Equipped with Kinshasa’s allies, the murderous militia joined arms with the Congolese army coalition against the AFC/M23 rebel movement with the intention of attacking Rwanda. The greatest threat to Rwanda and the area is the murderous ideology of the homicidal militia.
According to Nkulikiyimfura, Rwanda has been facing an existential threat along its border with the Democratic Republic of the Congo for the past thirty years—”and that’s 170 kilometers from our capital [Kigali].”
He noted that in order to safeguard its sovereignty and territorial integrity in the face of this threat, Rwanda had to actively and properly implement defense measures.
When discussing the nature of the threat, Nkulikiyimfura gave some background information that is crucial for Rwanda, he emphasized.

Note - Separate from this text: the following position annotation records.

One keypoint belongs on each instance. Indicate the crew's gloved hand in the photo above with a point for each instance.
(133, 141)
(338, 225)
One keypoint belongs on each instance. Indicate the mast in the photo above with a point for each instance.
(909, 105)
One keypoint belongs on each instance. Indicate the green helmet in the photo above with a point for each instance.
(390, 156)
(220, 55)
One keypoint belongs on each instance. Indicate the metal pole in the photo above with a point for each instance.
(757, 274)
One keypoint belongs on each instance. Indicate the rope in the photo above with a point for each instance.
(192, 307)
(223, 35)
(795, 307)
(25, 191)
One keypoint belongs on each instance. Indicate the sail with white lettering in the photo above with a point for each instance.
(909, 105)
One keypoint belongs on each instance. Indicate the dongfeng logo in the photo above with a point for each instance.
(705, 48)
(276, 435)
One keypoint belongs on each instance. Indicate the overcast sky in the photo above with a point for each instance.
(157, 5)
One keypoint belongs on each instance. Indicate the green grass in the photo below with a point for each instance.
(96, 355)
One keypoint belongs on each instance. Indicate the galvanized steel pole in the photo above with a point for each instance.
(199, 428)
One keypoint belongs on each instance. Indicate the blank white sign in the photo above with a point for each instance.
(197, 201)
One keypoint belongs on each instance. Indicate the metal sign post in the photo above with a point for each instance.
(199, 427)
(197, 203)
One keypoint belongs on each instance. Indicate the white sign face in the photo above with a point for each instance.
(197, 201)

After the 1994 Genocide against the Tutsi, a 100-day atrocity in which “more than a million people were systematically massacred for the sole reason that they were born Tutsi,” he claimed, the threat became apparent.
An international community that had recognized the warning signals of genocide but chose to ignore them left Rwanda in a state of misery. And those who carried out this atrocity were able to escape and seek safety in the eastern Democratic Republic of the Congo by exploiting this mindset, and occasionally even this complicity,” he continued.
“More than 30 years have passed since the militias that carried out the last genocide of the 20th century regrouped, reorganized, and rearmed in order to complete the task—that is, to return and eradicate the Tutsi.”
“FDLR continues to enjoy total impunity, protected by successive Congolese governments,” Nkulikiyimfura said, referring to the organization’s recognition as a terrorist organization by the United States and the United Nations, as well as sanctions imposed by the European Union.
“The FDLR is today a strategic ally of Kinshasa, in coalition with the Congolese armed forces.”
He stated that although the FDLR-FARDC combination poses a security risk to Rwanda, it is nevertheless accepted by the international world and the UN peacekeeping force in the Democratic Republic of the Congo (MONUSCO), “which was supposed to disarm them” but hasn’t done so for the past 25 years.
Normalized persecution of Congolese Tutsis
According to Nkulikiyimfura, even at the highest levels of the government, calls for hatred against Kinyarwanda-speaking Congolese, particularly the Tutsi, are made and supported. This opens the door for various wrongdoings, such as acts of cannibalism committed by some Congolese against their fellow Kinyarwanda-speaking citizens.
He clarified that while remarks about racial profiling generate outrage in France, they are commonplace in the Democratic Republic of the Congo, where it is considered a death sentence to have a particular appearance or to be seen as Rwandan or Tutsi.
“Shamelessly posted on social media, summary executions have become the norm,” he said.